While in some circles, the term plant-based, and vegan have been used interchangeably, the two are very different and in critical ways. A vegan diet eschews all animal products entirely including dairy, eggs and honey. A plant-based diet, on the other hand, may encompass many approaches including the addition of meat, either in smaller quantities or only on occasion.
This more flexible way of eating even has its own terminology – “the flexitarian diet” – coined several decades ago and rising in popularity over recent years. The premise isn’t so much about demonising meat or other animal products, but focusing on veggie rich dishes – salads, veggies, whole grains, pulses, nuts and seeds are the stars, while diary, eggs, fish, meat and poultry are occasional additions. It’s a win-win approach for most people. Many of the benefits of a vegan or vegetarian diet come from the increased consumption of vegetables, as opposed to the elimination of animal foods. But the addition of occasional or reduced portions of meat still allows for those nutritional benefits such as more easily meeting nutrients such as iron, B12 and Omega 3 – all of which can be more challenging on a strictly vegan or vegetarian diet. With such a strong emphasis on whole fresh vegetables and fruits, the approach also encourages you to cut down on processed and refined foods. So really, despite the fancy name – it’s basically the (sensible) approach that just about every health expert and advocate has been arguing for since, well, forever.
It’s certainly an approach that’s worked well for Cody Beals, the three-time Ironman champion and six-time half-distance champion pro triathlete from Guelph, Ont.
“About ten years ago, I was strictly vegetarian for several years, then pescatarian. Recently, my diet is best described as flexitarian: mostly plant based with some eggs/dairy, a little seafood and a very small amount of meat.”

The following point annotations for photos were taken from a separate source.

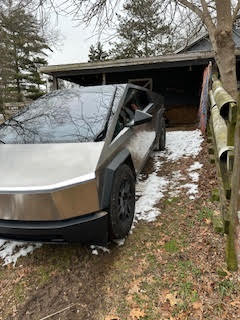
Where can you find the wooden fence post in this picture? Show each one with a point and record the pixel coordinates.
(233, 240)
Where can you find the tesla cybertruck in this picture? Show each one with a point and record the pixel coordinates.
(69, 161)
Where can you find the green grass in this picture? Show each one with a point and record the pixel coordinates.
(204, 214)
(226, 287)
(171, 246)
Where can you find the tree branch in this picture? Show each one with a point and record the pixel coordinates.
(236, 12)
(192, 7)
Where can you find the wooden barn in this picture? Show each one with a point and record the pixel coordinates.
(178, 77)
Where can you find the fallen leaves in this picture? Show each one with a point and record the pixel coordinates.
(172, 298)
(136, 314)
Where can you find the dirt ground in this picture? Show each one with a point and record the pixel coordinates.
(172, 268)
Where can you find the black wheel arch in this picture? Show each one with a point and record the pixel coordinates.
(123, 157)
(159, 117)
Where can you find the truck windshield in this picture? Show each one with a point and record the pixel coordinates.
(62, 116)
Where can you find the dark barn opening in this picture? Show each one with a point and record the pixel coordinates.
(177, 77)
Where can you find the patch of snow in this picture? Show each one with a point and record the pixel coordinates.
(95, 249)
(152, 191)
(119, 242)
(10, 251)
(195, 166)
(194, 176)
(192, 189)
(181, 144)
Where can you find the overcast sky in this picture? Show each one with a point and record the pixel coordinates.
(76, 41)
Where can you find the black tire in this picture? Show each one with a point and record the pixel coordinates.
(161, 137)
(122, 206)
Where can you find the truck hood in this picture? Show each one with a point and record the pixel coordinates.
(47, 167)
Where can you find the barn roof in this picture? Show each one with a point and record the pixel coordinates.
(166, 61)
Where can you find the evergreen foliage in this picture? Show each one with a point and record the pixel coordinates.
(141, 31)
(22, 52)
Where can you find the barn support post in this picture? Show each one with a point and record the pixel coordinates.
(55, 83)
(230, 114)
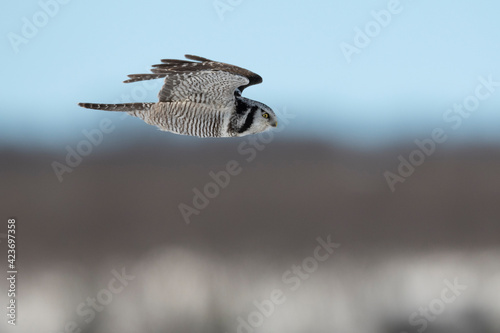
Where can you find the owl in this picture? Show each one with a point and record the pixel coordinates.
(200, 98)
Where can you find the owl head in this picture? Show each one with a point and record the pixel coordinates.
(254, 117)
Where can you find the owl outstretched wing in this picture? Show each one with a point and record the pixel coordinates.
(202, 80)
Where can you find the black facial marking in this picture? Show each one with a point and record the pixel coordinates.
(248, 120)
(241, 106)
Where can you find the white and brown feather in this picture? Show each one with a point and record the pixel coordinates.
(200, 98)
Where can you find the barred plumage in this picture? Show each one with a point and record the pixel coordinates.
(200, 98)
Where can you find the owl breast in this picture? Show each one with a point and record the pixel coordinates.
(188, 118)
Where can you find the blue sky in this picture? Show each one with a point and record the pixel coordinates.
(418, 63)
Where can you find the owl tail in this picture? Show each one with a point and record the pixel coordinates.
(126, 107)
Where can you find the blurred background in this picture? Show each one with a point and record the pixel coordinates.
(388, 146)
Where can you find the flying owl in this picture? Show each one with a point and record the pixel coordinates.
(200, 98)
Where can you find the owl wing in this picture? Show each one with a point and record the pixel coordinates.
(202, 80)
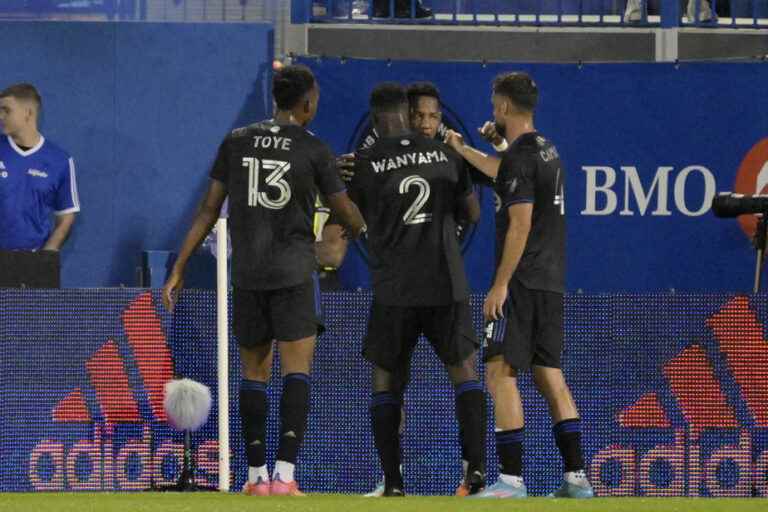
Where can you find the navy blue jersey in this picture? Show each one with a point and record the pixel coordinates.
(531, 172)
(408, 190)
(34, 184)
(273, 174)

This transition for Beals was about balancing the value he saw in a vegan or vegetarian approach with improving his relationship with food by “abandoning a long list of restrictions,” and allowing for some practicalities in his life and pro sporting career.

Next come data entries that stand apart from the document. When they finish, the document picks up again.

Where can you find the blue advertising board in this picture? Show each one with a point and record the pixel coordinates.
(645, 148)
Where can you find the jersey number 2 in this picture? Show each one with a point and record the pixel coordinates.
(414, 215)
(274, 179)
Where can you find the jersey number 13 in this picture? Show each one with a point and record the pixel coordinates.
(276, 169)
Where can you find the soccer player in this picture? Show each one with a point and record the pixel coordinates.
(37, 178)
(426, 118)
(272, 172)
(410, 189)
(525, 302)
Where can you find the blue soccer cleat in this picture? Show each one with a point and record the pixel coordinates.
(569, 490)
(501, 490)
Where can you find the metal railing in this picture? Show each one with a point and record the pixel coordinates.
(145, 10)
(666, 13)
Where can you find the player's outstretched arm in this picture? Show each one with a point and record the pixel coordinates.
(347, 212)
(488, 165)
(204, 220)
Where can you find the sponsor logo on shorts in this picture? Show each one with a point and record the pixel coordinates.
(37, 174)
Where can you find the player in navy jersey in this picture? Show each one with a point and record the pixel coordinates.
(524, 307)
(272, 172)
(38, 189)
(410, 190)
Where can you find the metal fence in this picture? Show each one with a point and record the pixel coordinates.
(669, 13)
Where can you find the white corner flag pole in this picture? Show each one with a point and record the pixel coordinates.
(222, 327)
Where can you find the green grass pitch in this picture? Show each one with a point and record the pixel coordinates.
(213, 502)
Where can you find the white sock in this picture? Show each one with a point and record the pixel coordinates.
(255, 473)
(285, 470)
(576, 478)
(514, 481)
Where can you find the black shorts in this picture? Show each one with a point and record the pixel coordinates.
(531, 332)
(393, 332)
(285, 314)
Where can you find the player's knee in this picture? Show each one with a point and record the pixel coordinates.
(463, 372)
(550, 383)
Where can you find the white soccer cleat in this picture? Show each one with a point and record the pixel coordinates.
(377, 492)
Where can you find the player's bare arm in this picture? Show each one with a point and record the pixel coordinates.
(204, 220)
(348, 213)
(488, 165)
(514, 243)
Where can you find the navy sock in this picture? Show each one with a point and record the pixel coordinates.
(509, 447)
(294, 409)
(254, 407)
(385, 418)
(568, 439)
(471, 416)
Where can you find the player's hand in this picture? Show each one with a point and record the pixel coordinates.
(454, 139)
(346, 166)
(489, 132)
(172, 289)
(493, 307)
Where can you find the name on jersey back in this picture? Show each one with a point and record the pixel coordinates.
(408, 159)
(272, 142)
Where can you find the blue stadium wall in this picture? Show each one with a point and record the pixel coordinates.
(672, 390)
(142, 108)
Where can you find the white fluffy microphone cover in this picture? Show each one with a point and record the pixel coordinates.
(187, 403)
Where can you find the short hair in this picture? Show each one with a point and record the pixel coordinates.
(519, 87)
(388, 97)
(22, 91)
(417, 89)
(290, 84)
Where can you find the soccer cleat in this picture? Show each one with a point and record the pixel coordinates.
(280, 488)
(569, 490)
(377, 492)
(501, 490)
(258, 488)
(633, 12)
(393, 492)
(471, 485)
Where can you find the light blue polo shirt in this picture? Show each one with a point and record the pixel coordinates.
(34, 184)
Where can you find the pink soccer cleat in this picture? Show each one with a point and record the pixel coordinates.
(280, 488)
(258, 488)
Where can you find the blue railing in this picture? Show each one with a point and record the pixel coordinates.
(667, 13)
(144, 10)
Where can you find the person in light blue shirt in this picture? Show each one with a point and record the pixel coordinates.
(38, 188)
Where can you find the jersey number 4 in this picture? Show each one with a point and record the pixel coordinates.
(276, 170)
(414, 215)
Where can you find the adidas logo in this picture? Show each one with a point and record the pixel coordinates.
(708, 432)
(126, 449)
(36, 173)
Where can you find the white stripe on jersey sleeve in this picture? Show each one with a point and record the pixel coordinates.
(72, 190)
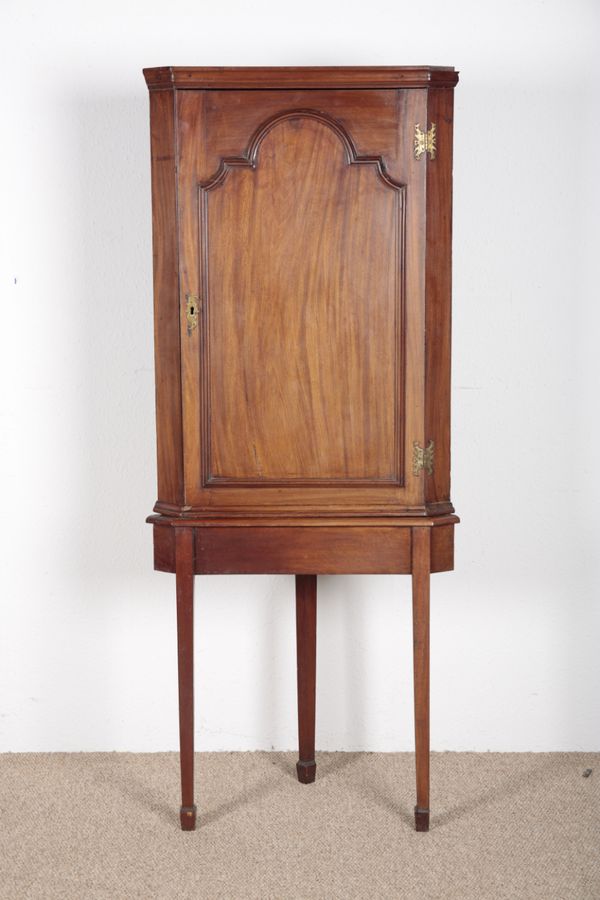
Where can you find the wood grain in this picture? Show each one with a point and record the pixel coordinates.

With no foods actually off the table entirely, it avoids those “dieting” pitfalls where a “failure” or small transgression can lead to a complete falling off the cliff of food guilt and grief – and the inevitable emotional eating that follows. This likely makes it more manageable, long term, for the majority of people.
This resonates with travelling triathletes who are often outside their home environment and needing to source foods in different parts of the country, or world. For Beals this flexibility is particularly valuable socially.
“I really value sharing meals with friends and never want to impose my dietary restrictions on others, so my diet is particularly flexible in social settings,” he says. “Finally, I occasionally crave animal protein and I’m a big believer in listening to my body’s cravings, within reason.”
Then there are the environmental perks. Without a doubt current methods of farming practices and an expanding population are a growing environmental burden. Cutting back, even slightly on meat portions, while opting for quality can help reduce this burden, and also potentially encourage the possibility of more sustainable and ethical food production. Indeed, for Beals, environmental impact, and how diet fits within his lifestyle as a whole, is a key concern.
“My primary motivation is reducing my environmental impact to offset the relatively high environmental impact of my triathlon career. Reducing meat consumption is I believe, one of the single most impactful changes people can make to reduce their ecological footprint. I also look for local food options, which typically result in lower carbon emissions during transportation in addition to local economic benefits.”
As an additional bonus, a flexitarian diet might even be friendlier on your wallet and expand your taste and cooking repertoire. Vegan and vegetarian protein sources such as lentils, beans and other pulses are generally cheaper than many meat products. And, to get the most from them, they are best cooked with plenty of interesting spices and combinations – these additions also bringing their own benefits to the mix.
Almost everyone could benefit from including more vegetables and fruits into their diet. But what exactly should be included or excluded from a diet made up largely of plant matter gets much more personal, emotional and individualized. Everyone should have the right to choose how and what they eat, and there are many ways of eating that support optimal health as well as athletic performance (plus or minus meat). If you like the idea of improving health, as well as being conscious around environmental impact and animal welfare, then perhaps a more flexible approach is what you’re after.